De stikstofproblematiek en het beeindigen van de PAS heeft de nodige gevolgen in relatie tot ons provinciale omgevingsbeleid. Dit is in ieder geval aan de orde bij het mogelijk maken van zeven uitbreidingen van bedrijventerreinen. De provincie zal de samenwerking met de betreffende gemeenten aangaan om tot oplossingen te komen binnen de, deels landelijk nog te ontwikkelen, nieuwe kaders.
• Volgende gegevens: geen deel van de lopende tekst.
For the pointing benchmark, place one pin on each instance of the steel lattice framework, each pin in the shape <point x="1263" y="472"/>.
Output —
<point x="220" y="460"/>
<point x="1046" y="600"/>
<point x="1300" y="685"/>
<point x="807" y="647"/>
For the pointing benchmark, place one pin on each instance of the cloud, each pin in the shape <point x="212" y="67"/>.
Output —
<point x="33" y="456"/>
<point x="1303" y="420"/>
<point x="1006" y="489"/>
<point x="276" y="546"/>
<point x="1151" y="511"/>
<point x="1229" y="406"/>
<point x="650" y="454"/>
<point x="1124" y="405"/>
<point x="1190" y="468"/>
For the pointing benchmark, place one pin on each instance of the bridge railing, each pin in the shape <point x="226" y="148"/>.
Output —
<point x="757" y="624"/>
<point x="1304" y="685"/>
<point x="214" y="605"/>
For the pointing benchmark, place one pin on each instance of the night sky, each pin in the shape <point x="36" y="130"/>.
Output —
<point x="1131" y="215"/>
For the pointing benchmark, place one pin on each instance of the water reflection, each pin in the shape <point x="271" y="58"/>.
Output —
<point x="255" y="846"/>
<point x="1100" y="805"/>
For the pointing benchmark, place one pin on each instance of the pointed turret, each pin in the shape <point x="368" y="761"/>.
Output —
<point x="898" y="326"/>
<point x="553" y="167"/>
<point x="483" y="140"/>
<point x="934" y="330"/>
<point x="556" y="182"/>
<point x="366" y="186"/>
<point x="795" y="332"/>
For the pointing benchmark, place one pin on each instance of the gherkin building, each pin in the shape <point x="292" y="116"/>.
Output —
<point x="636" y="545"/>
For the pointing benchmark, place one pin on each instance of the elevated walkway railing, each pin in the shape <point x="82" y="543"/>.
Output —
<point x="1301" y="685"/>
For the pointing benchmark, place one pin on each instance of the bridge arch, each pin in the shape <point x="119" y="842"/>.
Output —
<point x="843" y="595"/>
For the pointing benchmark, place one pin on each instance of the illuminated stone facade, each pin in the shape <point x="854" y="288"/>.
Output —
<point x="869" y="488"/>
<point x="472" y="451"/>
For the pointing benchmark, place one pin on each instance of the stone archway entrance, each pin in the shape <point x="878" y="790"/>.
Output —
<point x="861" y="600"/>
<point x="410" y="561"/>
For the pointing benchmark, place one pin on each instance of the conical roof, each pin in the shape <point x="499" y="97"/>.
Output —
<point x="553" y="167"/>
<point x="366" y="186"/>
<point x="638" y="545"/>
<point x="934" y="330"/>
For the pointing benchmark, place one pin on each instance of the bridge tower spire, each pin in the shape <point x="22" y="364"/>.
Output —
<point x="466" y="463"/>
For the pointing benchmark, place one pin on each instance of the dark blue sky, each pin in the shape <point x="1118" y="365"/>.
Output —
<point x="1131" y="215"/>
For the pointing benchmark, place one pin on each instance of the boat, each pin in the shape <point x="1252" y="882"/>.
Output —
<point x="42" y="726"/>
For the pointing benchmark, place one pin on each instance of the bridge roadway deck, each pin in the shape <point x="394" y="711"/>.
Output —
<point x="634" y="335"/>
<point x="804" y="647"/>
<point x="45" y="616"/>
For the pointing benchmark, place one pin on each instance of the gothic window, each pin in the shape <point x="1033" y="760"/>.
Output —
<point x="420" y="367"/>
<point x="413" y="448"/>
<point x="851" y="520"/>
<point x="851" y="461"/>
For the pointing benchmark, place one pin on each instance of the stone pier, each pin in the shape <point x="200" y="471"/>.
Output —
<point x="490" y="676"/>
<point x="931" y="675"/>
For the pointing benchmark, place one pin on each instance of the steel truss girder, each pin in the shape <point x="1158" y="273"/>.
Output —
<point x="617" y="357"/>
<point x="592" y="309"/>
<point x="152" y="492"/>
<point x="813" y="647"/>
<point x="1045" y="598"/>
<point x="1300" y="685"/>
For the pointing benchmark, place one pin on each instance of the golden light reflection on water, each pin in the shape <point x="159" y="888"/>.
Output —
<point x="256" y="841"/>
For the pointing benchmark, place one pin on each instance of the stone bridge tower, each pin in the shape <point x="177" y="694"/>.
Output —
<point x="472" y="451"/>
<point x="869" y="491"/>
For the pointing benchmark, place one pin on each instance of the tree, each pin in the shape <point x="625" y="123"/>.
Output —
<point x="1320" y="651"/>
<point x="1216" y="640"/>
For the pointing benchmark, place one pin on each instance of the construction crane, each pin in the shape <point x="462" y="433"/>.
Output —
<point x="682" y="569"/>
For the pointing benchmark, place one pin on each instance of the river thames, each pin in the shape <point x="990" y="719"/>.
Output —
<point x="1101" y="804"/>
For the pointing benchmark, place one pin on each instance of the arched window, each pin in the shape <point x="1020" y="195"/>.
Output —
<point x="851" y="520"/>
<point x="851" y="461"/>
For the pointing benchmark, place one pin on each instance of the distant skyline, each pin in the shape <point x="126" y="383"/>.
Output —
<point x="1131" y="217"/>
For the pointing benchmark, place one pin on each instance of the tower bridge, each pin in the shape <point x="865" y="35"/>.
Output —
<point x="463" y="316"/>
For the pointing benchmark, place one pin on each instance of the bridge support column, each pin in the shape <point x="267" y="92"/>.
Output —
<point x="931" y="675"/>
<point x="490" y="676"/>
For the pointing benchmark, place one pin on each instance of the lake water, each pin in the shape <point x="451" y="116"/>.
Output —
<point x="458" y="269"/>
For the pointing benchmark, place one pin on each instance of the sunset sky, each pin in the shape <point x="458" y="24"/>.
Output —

Voor de delen van de gemeente Vijfheerenlanden die zijn heringedeeld bij de provincie Utrecht, behouden de voorschriften over de ruimtelijke ordening zoals door Provinciale Staten van Zuid-Holland vastgesteld (Verordening Ruimte 2014) nog tot 1 januari 2021 hun rechtskracht. Voor de handhaving en uitvoering van deze voorschriften zijn Gedeputeerde Staten van Utrecht het bevoegde bestuursorgaan.

Inpassingsplannen
Om provinciale belangen te realiseren, kan het gewenst zijn om zelf een burgerbindend planologisch-juridisch kader vast te leggen in de vorm van een provinciaal inpassingsplan (PIP). Zo hanteren we het uitgangspunt, dat voor provinciale infraprojecten altijd een PIP wordt opgesteld. Incidenteel kan een PIP ook worden ingezet bij andere projecten, die om provinciale regie vragen (bijvoorbeeld gebiedsontwikkeling). Voorts kunnen gemeenten bij de realisering van duurzame energieopwekking worden ondersteund door de vaststelling van een PIP.
Overigens vervalt het PIP-instrument met invoering van de Omgevingswet, maar kan dan ter uitvoering van provinciaal beleid het instrument projectbesluit ingezet worden.

Beoogd resultaat 2020

  • Voorstel gereed voor een nieuw beleids- en uitvoeringsprogramma Wonen en Werken, inclusief een regionale programmering voor 2021 en verder.
  • In samenwerking met de betreffende gemeenten ontwikkelde aanpak voor de zeven bedrijventerreinen.
  • De voorbereidingen zijn getroffen voor de procedure van drie inpassingsplannen (spoorondertunneling van de N226 bij Maarsbergen, Rijnbrug bij Rhenen en de Oostelijke Rondweg Veenendaal).